Тома потянул его за руку.
— Надо марш, марш… Македонский ждет.
— Эх, Дуся, Дуся…
В два часа тридцать минут снова бомбили станцию.
…Прошли многие годы. Вот что узнали о Дусиной судьбе.
Она спустилась с крыши, выбрав удачный момент, вышла на платформу — в легкой кофточке и в синей юбке, туфли на низких каблуках. Миновав разрушенную станцию, осторожно оглядываясь, зашагала к мастерским.
— Хальт! — крикнули сбоку.
Дуся рванулась в сторону.
— Хальт!
Засвистели пули…
Дуся, раненная в ногу, побежала поперек пути… Еще очередь, еще одна пуля прожгла плечо. Дуся бежала, нырнула в высокий подсолнечник, истекая кровью, ползла… Ползла до самой ночи, а потом уткнулась лицом в землю… Очнулась под звездным небом, приподняла голову и, повернув лицо в сторону Севастополя, во весь голос крикнула:
— Товарищи!
Она стонала.
— Кто это? — раздался недалеко женский испуганный голос.

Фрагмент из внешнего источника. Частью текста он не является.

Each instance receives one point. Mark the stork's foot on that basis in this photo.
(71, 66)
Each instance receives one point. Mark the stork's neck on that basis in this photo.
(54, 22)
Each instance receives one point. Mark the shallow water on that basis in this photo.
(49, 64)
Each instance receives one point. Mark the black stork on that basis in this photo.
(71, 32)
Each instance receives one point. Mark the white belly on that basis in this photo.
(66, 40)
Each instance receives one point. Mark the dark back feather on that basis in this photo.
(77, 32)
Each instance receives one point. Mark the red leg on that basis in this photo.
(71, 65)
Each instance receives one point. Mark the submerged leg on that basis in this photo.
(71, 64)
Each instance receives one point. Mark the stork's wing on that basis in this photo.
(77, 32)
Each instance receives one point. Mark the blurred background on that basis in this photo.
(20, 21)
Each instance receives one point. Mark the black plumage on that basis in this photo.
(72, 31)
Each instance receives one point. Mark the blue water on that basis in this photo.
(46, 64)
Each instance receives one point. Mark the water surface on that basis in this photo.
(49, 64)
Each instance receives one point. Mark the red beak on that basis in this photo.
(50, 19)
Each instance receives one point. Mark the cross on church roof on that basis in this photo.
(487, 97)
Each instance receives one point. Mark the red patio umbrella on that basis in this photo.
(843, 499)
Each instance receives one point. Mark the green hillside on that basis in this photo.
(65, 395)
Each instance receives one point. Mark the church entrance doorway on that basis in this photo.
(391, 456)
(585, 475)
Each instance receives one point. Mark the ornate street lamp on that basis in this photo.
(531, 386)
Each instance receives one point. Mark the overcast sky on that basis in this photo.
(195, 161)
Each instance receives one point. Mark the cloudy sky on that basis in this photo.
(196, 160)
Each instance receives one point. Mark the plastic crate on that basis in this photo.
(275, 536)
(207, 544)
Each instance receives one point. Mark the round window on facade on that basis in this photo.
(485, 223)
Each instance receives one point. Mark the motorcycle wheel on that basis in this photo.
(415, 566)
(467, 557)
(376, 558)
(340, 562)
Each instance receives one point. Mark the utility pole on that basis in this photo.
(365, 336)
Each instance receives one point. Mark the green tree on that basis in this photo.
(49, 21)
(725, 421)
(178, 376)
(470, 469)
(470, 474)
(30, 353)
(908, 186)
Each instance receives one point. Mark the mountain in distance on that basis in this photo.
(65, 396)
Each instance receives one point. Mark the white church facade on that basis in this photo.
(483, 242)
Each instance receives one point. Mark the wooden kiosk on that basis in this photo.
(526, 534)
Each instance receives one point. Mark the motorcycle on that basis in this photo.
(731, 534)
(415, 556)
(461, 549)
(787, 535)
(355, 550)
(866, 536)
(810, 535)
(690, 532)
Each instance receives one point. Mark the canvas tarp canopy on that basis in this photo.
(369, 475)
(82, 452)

Дуся повернулась на него. Потом, упираясь локтями в землю, подтянув ноги к животу, стала подниматься… Вот она на ногах, рванула на себе кофту и сделала шаг вперед…
— Товарищ, вы ранены… — бросилась к ней женщина.
Дуся еще раз шагнула и упала замертво.
Четвертого июля 1942 года на Крымском полуострове наступила тишина… Необычная, странная.
Привыкнув за двести пятьдесят дней к непрерывному боевому гулу на западе, мы напрягали слух, надеясь, что тишина эта — только миг, но… нет… Она больше не нарушалась. Иногда только раздавались автоматно-пулеметные очереди и так же внезапно затихали.
Сводку Информбюро о бессмертно-героической обороне Севастополя и результатах ее мы выслушали в тяжелом молчании, некоторые сдержанно плакали. Горько было на душе.
Мелкими группами прорывались к нам через вражеские заслоны моряки — уцелевшие защитники города.
Ночью у костра мы перезнакомились с ними. Кто-то из них тихо запел:
Раскинулось Черное море,
Лишь волны бушуют вдали,
Огромно народное горе, —
Враги в Севастополь вошли…
Тишина, тишина. Тревожными взглядами смотрим на маленький радиоприемник, который приносил свежие обнадеживающие слова. А теперь? Немецкие танки катятся к Ростову.
Мое усталое сердце не выдержало. Главный врач крымского леса — Полина Васильевна Михайленко — чуть ли не силой заставила сдать отряды под командование Георгия Северского и уложила меня в санитарную землянку очень близкого мне Бахчисарайского отряда.
Македонский ко мне внимателен, тактичен… Конечно, Михаил Андреевич тяжело переживает падение Севастополя. Увидел я его как-то одиноко сидящим на сваленном бревне и во все глаза глядящим на запад, где почти девять месяцев не стихал бой, он как бы вещал нам: «Севастополь жив!» А теперь лишь кричат одни кукушки, годы кому-то насчитывая. И столько в глазах его было ожидания, что казалось, вот-вот снова заговорит фронт, Михаил Андреевич крикнет на весь лес: «Жив родной город, бьется!..»
Тихо в крымских лесах, тихо в крымских селах. И в поверженном Севастополе— тишина. Лишь догорает то, что не догорело в дни штурма.
По разведданным и сами фашисты оглушены этой тишиной, как рыба подводным взрывом. Они рвались в Севастополь и под его стенами положили трехсоттысячную отборную армию фон Манштейна. Бывают пирровы победы — пострашнее иного поражения.